Was macht Thomas Schaaf?

An Schaaf, der seit seiner Verpflichtung im Winter alle fünf Spiele verloren hat, wird der Club bis zum möglicherweise bitteren Ende festhalten. Darauf hat sich Kind schon festgelegt. Doch ob der Coach den Gang ins Unterhaus antreten würde, ist ungewiss. Der Vertrag des 54-Jährigen bis 2017 gilt nur für die Erste Liga, eine entsprechende Unterredung habe es noch nicht gegeben, sagte Kind, der gerne mit Schaaf weitermachen will: "Er wird versuchen, mit dieser Mannschaft das Ziel Klassenerhalt noch zu erreichen.
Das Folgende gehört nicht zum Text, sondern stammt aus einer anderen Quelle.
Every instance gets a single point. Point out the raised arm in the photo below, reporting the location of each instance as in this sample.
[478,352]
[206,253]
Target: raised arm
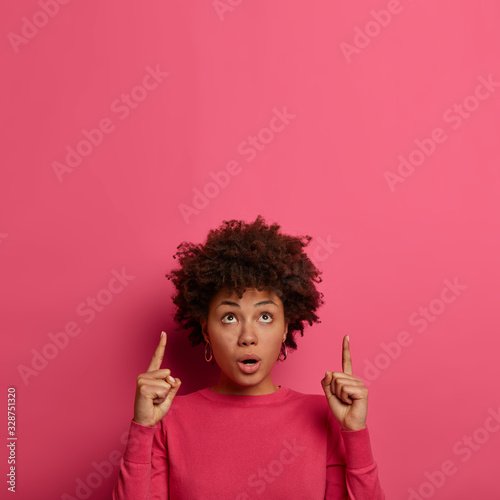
[352,472]
[143,467]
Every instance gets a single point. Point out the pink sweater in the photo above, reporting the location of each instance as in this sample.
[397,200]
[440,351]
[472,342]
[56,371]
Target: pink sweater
[284,445]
Ich denke aber, er ist auch realistisch dabei. Wir werden sicher einen geeigneten Zeitpunkt finden, dieses Gespräch zu führen, auch im Hinblick auf eine mögliche Weiterverpflichtung in der Zweiten Liga." Schaaf selbst will derzeit zumindest noch nicht öffentlich über dieses Thema reden, schließt aber aktuell einen Rücktritt aus: "Aufgeben kann ich nicht. Das ist nicht vorgesehen in meinem Programm."